JSON Mode — Prompt Engineering Fundamentals (Chapter 10)

Many models support a JSON mode that constrains output to valid JSON. This reduces parsing errors and ensures structured data regardless of prompt phrasing.

JSON mode is activated differently depending on your inference stack:

Ollama:

curl -X POST http://localhost:11434/api/generate \
  -d '{"model": "llama3.1", "prompt": "...", "format": "json"}'

LM Studio: Enable JSON mode in the chat settings, or use the API:

curl -X POST http://localhost:1234/v1/chat/completions \
  -H "Content-Type: application/json" \
  -d '{"messages": [{"role": "user", "content": "..."}], "response_format": {"type": "json_object"}}'

llama.cpp server:

curl -X POST http://localhost:8080/completion \
  -d '{"prompt": "...", "json_schema": {"type": "object", "properties": {"sentiment": {"type": "string"}}}}'

JSON mode does not enforce your schema—it only ensures the output is parseable JSON. You still need to specify what fields you want:

Return valid JSON with these fields:
- sentiment: "positive" | "negative" | "neutral"
- confidence: number between 0 and 1
- reason: one sentence explaining the classification

Input: [text]

Without field specification, JSON mode produces syntactically valid but semantically wrong output.
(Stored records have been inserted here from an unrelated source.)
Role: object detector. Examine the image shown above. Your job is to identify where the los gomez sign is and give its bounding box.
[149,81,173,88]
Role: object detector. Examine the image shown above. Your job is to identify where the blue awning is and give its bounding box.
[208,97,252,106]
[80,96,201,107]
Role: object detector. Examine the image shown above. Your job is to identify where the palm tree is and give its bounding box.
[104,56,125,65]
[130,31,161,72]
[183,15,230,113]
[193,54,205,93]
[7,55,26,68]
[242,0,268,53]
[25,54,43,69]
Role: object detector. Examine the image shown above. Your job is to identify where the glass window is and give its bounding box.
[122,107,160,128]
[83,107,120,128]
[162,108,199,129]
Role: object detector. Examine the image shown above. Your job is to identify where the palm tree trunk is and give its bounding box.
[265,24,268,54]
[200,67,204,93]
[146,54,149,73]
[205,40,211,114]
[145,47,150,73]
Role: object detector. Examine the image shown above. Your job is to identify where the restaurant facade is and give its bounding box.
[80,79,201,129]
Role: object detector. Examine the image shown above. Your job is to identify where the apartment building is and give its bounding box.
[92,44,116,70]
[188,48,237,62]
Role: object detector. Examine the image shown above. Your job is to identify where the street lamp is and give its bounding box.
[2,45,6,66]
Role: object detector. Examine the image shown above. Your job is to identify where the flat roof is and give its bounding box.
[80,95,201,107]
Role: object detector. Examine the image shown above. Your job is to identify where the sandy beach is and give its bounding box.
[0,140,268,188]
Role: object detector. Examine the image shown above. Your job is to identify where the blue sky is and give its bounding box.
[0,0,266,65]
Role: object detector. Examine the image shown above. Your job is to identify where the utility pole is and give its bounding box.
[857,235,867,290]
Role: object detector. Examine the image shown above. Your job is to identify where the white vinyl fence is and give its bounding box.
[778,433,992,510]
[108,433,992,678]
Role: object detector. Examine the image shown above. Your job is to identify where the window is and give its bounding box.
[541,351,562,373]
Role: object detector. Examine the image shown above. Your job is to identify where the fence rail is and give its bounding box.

Common issues with JSON mode:

Schema drift: The model invents fields not in your spec
Type errors: Model outputs string where number is expected
Incomplete objects: Model truncates output mid-generation

To prevent schema drift, include a schema definition:

Return JSON matching this schema exactly. Do not add fields not in this schema:

{
  "type": "object",
  "properties": {
    "entities": {
      "type": "array",
      "items": {
        "type": "object",
        "properties": {
          "name": {"type": "string"},
          "type": {"enum": ["person", "organization", "location"]}
        },
        "required": ["name", "type"]
      }
    }
  },
  "required": ["entities"]
}

Local verification checkpoint

Run the smallest example from this chapter in a local workspace and record the package version, runtime, data path, and observed output. If the result depends on model size, vector count, CPU/GPU backend, or available memory, note that constraint beside the exercise so the lesson remains reproducible.